Les tensions géopolitiques en Ukraine, le retour de l’inflation et la hausse des taux d’intérêts, ont provoqué un krach boursier. Le secteur de la santé et les biotechs qui avaient atteint des valorisations record au Nasdaq depuis 2 ans subissent de plein fouet ces vents contraires. Antoine Papiernik, le président de Sofinnova Partners, se veut rassurant sur le devenir d’une filière européenne plus mature et mieux armée.
BiotechFinances : Une chute de 30% du NBI*, les IPO en berne, la bulle se dégonfle… diriez-vous que c’est une saine correction ?
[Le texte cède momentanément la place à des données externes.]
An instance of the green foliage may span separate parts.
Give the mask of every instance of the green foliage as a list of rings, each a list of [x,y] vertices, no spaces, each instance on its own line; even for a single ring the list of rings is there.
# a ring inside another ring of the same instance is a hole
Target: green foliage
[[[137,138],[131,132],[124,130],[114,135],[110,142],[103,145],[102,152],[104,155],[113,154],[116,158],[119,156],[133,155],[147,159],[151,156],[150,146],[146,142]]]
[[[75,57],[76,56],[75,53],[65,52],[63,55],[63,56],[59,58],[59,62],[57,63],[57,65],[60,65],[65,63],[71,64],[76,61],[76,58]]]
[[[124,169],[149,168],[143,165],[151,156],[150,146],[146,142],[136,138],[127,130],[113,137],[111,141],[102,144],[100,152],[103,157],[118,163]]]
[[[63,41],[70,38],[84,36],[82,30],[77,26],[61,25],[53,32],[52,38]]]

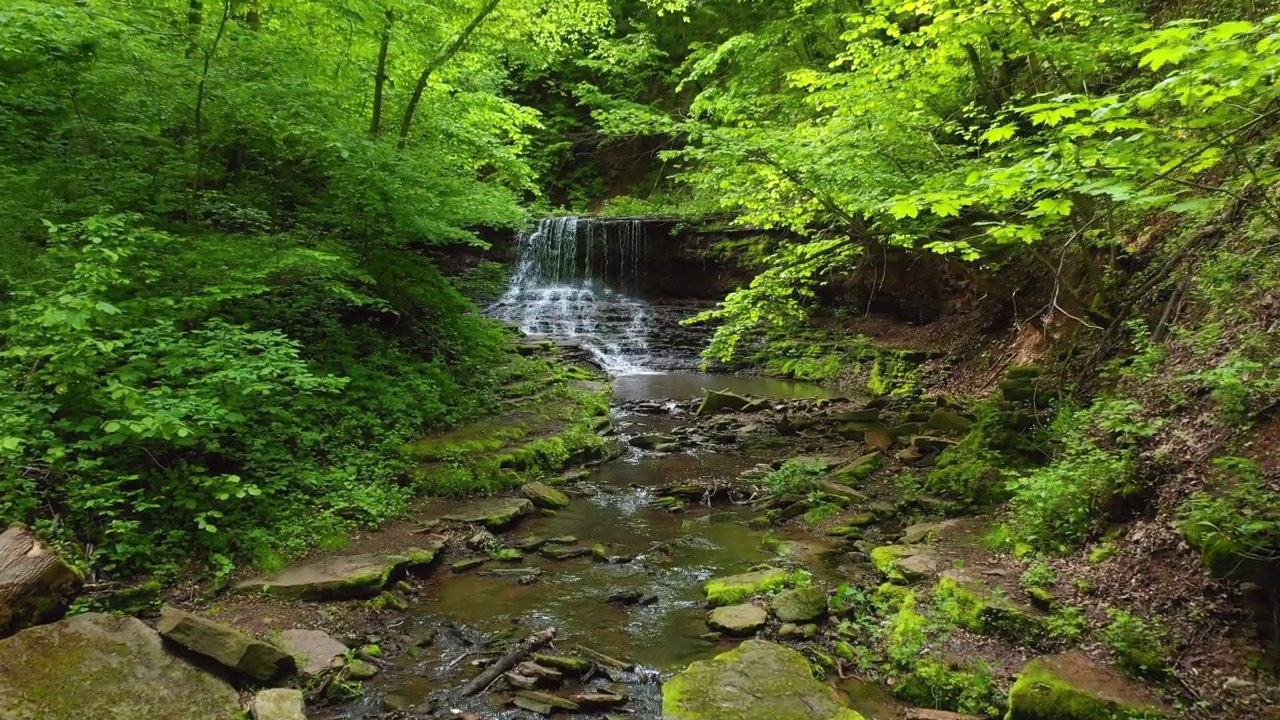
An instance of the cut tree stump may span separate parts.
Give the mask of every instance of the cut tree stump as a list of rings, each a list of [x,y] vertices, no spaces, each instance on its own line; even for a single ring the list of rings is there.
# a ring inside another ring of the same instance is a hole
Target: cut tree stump
[[[83,578],[23,525],[0,533],[0,638],[54,619]]]

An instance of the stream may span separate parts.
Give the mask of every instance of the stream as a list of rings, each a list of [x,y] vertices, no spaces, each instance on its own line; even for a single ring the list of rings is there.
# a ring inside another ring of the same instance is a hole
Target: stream
[[[669,413],[652,411],[701,396],[704,388],[769,398],[829,397],[814,384],[772,378],[713,375],[694,370],[698,359],[687,348],[662,343],[662,323],[669,315],[626,291],[649,272],[644,238],[635,227],[599,227],[586,220],[544,220],[521,241],[520,266],[506,296],[490,314],[518,324],[526,334],[573,341],[586,347],[612,375],[613,423],[618,438],[669,433],[687,423]],[[637,401],[650,411],[635,411]],[[632,409],[628,409],[632,407]],[[692,661],[731,650],[737,641],[707,639],[703,584],[721,575],[742,573],[764,561],[777,561],[777,542],[792,541],[820,555],[820,541],[791,538],[786,530],[751,529],[754,512],[731,502],[689,503],[672,512],[658,502],[655,488],[682,480],[730,479],[760,462],[777,459],[767,452],[708,448],[655,454],[628,446],[625,456],[596,468],[571,491],[572,503],[554,514],[524,520],[508,538],[570,536],[590,547],[603,543],[609,555],[627,562],[598,562],[590,556],[548,560],[529,553],[524,565],[541,573],[535,582],[494,577],[483,571],[438,571],[402,626],[430,628],[435,641],[416,657],[403,656],[367,687],[364,702],[346,717],[376,717],[384,707],[430,707],[442,688],[456,688],[475,674],[468,662],[486,639],[522,638],[557,628],[557,646],[576,643],[636,664],[634,673],[617,674],[604,685],[626,694],[626,716],[662,715],[660,678]],[[442,512],[453,503],[438,502]],[[765,543],[765,537],[776,538]],[[813,569],[813,568],[810,568]],[[609,602],[630,594],[632,602]],[[635,602],[634,598],[644,598]],[[596,682],[593,685],[600,689]],[[572,692],[572,685],[564,688]],[[485,719],[535,717],[499,707],[484,694],[462,710]],[[451,708],[439,706],[439,716]],[[622,708],[620,708],[622,710]],[[566,715],[568,716],[568,715]],[[576,712],[576,717],[602,717]],[[617,715],[621,716],[621,715]]]

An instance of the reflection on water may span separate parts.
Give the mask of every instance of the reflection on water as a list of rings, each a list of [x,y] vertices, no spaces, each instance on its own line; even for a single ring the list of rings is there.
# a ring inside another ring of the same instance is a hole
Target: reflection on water
[[[822,386],[778,378],[746,375],[710,375],[704,373],[664,373],[660,375],[621,375],[613,378],[613,396],[618,402],[650,397],[687,400],[700,397],[703,389],[731,391],[758,397],[836,397],[838,393]]]

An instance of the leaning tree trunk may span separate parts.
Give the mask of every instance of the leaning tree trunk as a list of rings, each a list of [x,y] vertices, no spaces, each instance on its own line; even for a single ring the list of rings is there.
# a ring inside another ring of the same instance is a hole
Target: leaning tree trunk
[[[0,638],[56,615],[82,578],[23,525],[0,534]]]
Antoine Papiernik : Replacé dans la perspective de ce que j’ai vécu depuis une vingtaine d’années, je dirais que c’est une sacrée correction. Il y a des investisseurs qui risquent de ne pas s’en remettre. Maintenant on le sentait quand même un peu arriver au regard du nombre record d’IPO en 2021 au Nasdaq et surtout de la typologie des dossiers très early stage. Il y a eu un excès d’optimisme, l’industrie s’est crue toute puissante dans un contexte certes très particulier où la santé est revenue au cœur de la vie des gens. Mais la facilité pour les biotechs d’aller plus vite en levant des sommes fabuleuses sur des technologies très en amont n’existe plus ou de manière beaucoup plus rare. Et cela apparaît plutôt sain.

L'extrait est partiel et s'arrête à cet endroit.